Obama's speech had a practical political purpose: coaxing lawmakers into quickly passing his sweeping stimulus plan aimed at reviving an ailing economy. But there was another message embedded in the text.
In his 17-minute talk, Obama previewed what he wants his presidency to be. Rejecting decades of rhetoric casting government as an impediment, he vowed to do more than pull the nation out of its economic downturn. His aim, he said, was for people to drive cleaner cars, study in modernized classrooms and live in buildings powered by wind and sun. The agent for transformation, he said, is government.
The president-elect told the audience at George Mason University that "only government" is capable of ending the economic downturn.
He said he would "act boldly," a phrase echoing Franklin D. Roosevelt's promise, in the teeth of the Great Depression, to pursue "bold, persistent experimentation."
"It is common sense to take a method and try it; if it fails, admit it frankly and try another," Roosevelt said in 1932. "But above all, try something."
What Obama is trying is the stimulus package. He wants it passed quickly - before Congress leaves town for its February break. The package is big, totaling nearly $800 billion. It contains tax breaks for the middle class; billions for updated bridges, roads and tunnels; and provisions to double the production of alternative energy in three years.
For the moment, Obama might find more support for his goals among the general public than on Capitol Hill.
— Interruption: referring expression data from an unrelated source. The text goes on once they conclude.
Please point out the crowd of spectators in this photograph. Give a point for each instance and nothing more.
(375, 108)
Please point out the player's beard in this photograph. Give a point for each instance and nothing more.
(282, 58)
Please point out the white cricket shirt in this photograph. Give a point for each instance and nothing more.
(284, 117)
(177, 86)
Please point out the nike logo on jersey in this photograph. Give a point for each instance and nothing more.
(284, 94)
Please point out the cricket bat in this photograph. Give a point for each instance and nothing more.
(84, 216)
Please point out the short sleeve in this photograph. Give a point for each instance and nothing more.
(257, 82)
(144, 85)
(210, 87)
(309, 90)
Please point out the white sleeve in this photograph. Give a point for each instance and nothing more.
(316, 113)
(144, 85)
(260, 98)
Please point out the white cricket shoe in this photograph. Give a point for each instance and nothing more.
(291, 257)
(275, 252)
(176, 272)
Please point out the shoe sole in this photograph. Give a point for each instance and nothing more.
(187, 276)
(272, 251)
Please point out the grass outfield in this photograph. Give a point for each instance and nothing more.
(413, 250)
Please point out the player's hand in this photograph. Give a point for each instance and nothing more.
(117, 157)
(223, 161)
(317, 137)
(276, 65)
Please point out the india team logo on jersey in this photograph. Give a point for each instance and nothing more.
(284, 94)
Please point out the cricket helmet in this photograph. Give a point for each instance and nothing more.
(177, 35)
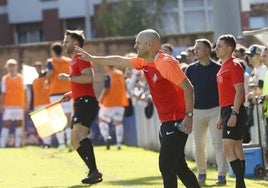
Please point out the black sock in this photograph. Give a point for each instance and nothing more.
(86, 152)
(243, 164)
(239, 174)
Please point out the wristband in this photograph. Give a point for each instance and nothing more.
(70, 78)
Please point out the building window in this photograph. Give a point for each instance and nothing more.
(75, 23)
(257, 22)
(28, 33)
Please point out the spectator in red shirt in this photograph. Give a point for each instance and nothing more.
(85, 103)
(172, 95)
(230, 80)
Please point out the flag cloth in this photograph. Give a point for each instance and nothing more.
(49, 119)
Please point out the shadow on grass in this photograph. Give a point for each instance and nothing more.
(73, 186)
(152, 180)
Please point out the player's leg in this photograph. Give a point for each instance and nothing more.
(85, 112)
(7, 121)
(119, 128)
(105, 115)
(200, 127)
(216, 138)
(5, 132)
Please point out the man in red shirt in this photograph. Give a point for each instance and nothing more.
(230, 80)
(172, 95)
(85, 103)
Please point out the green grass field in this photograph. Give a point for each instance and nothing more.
(130, 167)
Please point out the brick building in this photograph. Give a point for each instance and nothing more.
(25, 21)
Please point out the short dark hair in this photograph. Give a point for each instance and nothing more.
(206, 43)
(77, 35)
(229, 40)
(57, 48)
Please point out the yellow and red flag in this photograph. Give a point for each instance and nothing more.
(49, 119)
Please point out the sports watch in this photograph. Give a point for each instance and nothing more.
(189, 114)
(234, 113)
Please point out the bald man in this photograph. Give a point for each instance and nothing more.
(166, 82)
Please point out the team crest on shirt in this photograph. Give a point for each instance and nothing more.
(220, 79)
(155, 78)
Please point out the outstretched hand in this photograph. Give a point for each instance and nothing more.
(84, 54)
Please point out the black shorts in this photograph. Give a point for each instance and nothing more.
(236, 132)
(85, 111)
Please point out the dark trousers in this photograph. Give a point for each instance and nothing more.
(172, 158)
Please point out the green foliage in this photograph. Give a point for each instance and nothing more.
(128, 17)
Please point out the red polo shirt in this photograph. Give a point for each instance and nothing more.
(230, 73)
(80, 90)
(163, 77)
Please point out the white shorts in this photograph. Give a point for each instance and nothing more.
(111, 113)
(13, 113)
(66, 106)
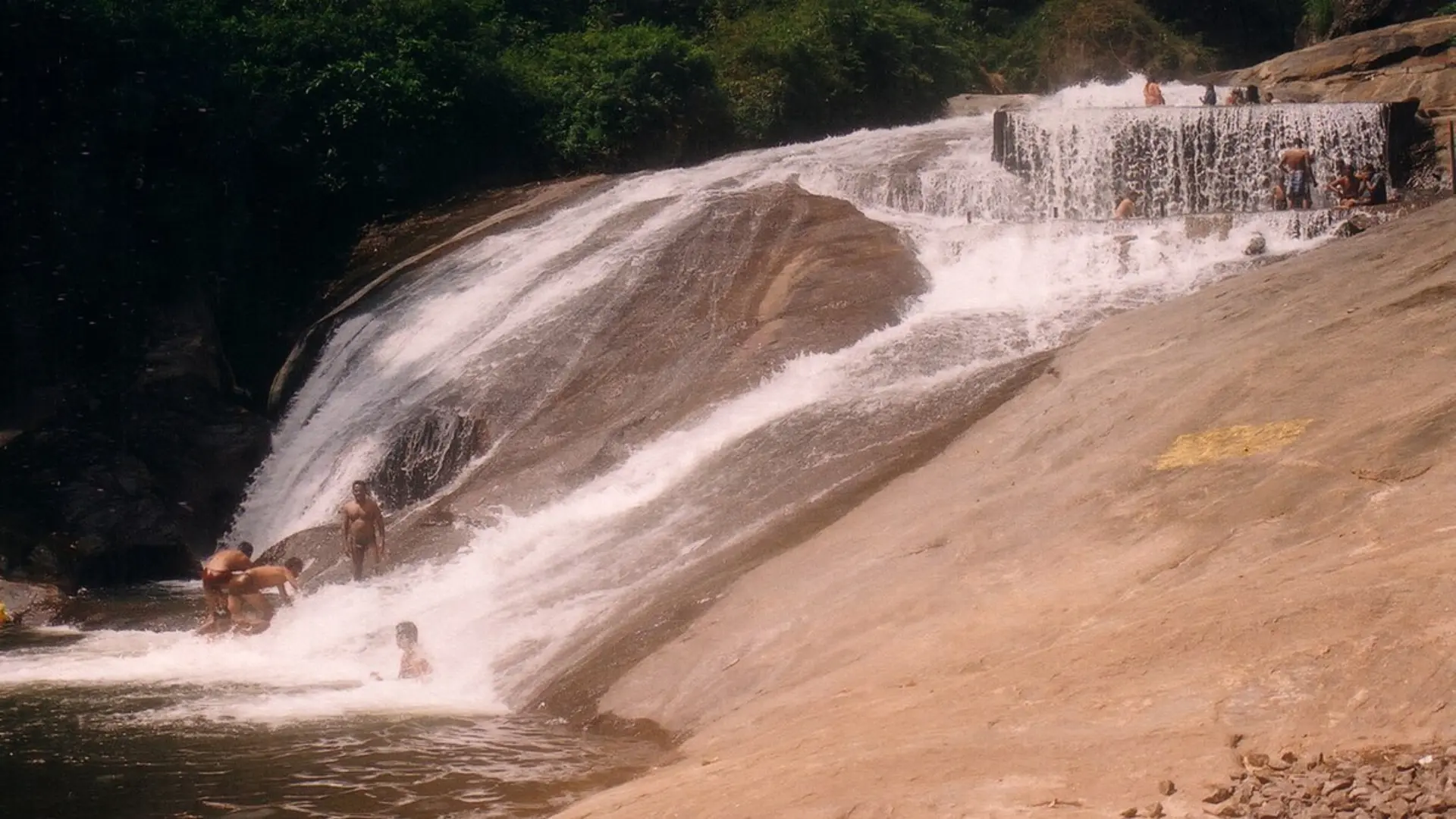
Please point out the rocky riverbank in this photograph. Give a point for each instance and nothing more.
(1220, 515)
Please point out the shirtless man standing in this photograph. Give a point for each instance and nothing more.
(363, 528)
(218, 573)
(1299, 164)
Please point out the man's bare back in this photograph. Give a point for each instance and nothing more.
(1299, 165)
(1294, 159)
(218, 572)
(363, 526)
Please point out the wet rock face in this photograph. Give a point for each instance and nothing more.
(762, 278)
(427, 457)
(1397, 783)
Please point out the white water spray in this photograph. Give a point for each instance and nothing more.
(495, 618)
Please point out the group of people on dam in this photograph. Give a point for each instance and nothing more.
(1247, 95)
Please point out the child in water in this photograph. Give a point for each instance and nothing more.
(413, 664)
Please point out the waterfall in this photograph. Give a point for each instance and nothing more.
(1078, 162)
(495, 334)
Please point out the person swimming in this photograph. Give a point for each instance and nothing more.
(413, 664)
(1152, 93)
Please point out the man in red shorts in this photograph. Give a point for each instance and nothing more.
(218, 572)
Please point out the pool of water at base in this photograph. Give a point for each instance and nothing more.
(93, 751)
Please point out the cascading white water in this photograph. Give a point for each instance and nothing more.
(503, 611)
(1184, 161)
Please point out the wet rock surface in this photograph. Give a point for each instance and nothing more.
(31, 604)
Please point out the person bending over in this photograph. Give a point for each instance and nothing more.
(1128, 206)
(1373, 187)
(218, 572)
(246, 604)
(363, 528)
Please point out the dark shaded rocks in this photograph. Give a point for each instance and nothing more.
(427, 455)
(126, 483)
(31, 604)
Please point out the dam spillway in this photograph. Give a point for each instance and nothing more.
(1075, 164)
(595, 404)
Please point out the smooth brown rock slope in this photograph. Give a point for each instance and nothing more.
(1219, 522)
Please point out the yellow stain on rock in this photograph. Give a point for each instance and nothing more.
(1194, 449)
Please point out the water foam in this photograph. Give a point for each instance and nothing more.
(497, 615)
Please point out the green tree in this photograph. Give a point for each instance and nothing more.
(622, 96)
(821, 66)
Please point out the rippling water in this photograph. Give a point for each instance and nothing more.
(134, 751)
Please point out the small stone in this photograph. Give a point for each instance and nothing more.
(1218, 795)
(1430, 802)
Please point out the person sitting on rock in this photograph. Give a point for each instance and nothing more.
(1152, 93)
(1345, 186)
(218, 573)
(1128, 205)
(413, 664)
(246, 589)
(1277, 199)
(1373, 187)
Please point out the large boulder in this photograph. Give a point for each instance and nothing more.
(31, 604)
(764, 276)
(1353, 17)
(1388, 64)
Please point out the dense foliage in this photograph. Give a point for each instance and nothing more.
(229, 150)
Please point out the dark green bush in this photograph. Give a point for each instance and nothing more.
(820, 66)
(622, 96)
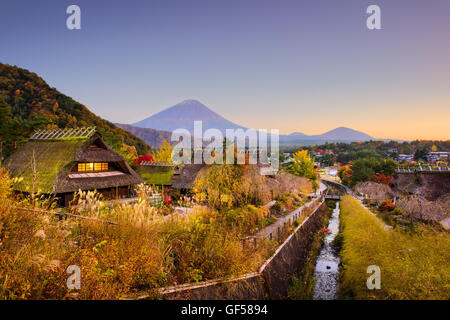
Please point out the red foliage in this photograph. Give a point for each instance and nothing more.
(139, 159)
(381, 178)
(387, 205)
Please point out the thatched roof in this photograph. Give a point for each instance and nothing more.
(55, 158)
(187, 175)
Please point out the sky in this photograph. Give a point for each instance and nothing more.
(306, 66)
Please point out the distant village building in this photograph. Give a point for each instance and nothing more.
(436, 156)
(157, 173)
(405, 157)
(69, 160)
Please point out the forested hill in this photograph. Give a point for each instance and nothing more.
(28, 103)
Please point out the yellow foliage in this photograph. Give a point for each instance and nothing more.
(413, 265)
(164, 153)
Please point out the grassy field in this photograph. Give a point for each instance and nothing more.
(142, 251)
(414, 265)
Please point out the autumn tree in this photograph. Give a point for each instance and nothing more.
(302, 165)
(164, 153)
(129, 153)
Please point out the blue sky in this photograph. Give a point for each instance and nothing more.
(304, 66)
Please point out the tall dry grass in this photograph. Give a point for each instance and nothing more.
(139, 250)
(414, 265)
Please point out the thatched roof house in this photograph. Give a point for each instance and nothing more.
(69, 160)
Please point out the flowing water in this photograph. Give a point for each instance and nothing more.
(326, 271)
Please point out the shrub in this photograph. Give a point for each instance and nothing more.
(413, 265)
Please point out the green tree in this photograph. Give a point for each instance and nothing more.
(164, 153)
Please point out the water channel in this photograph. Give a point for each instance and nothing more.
(326, 271)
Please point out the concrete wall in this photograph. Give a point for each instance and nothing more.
(272, 279)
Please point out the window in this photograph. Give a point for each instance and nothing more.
(93, 166)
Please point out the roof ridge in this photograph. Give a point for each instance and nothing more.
(63, 134)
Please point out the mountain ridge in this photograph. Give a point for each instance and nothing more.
(184, 113)
(28, 103)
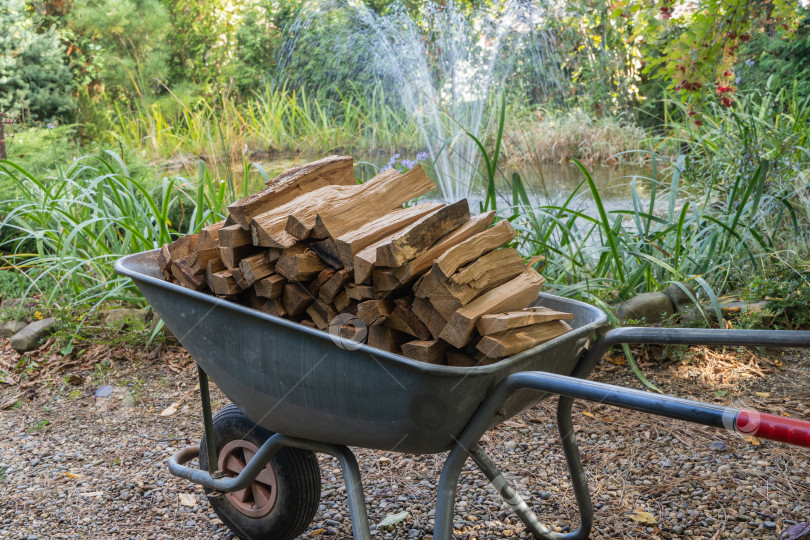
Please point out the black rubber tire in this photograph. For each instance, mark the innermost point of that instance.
(298, 478)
Pollsters say that with the economy sinking and joblessness on the rise, people are eager for drastic action.
Pollster John Zogby said, "The polling is very clear that what Americans want is for somebody to do something. They want problem solving and consensus building. And I think that what Obama got from this election is a pretty free hand. People are going to give him running room."
Ambitious presidential plans are often undone when they reach Congress. Lawmakers in both parties predict Obama's stimulus will pass. But even before he is sworn in, Obama is running into resistance.
Republican and Democratic members of the tax-writing Senate Finance Committee met privately yesterday to discuss Obama's stimulus, the first bipartisan meeting of its sort.
Members of both parties emerged from the meeting expressing serious doubts about two elements of Obama's tax plan, one to give employers a tax credit for every job created or saved, the other to provide payroll tax relief to people who make too little to pay income taxes.
Democrats were blunt in arguing that they did not believe those measures would jolt the economy and spur businesses to hire workers.
"Why would they hire people to build things they cannot sell?" said Sen. Kent Conrad, a North Dakota Democrat.
Sen. Ron Wyden, an Oregon Democrat, said misgivings over the $700 billion bailout of the financial services industry last year could make it tougher to sell the big-government initiative Obama envisions.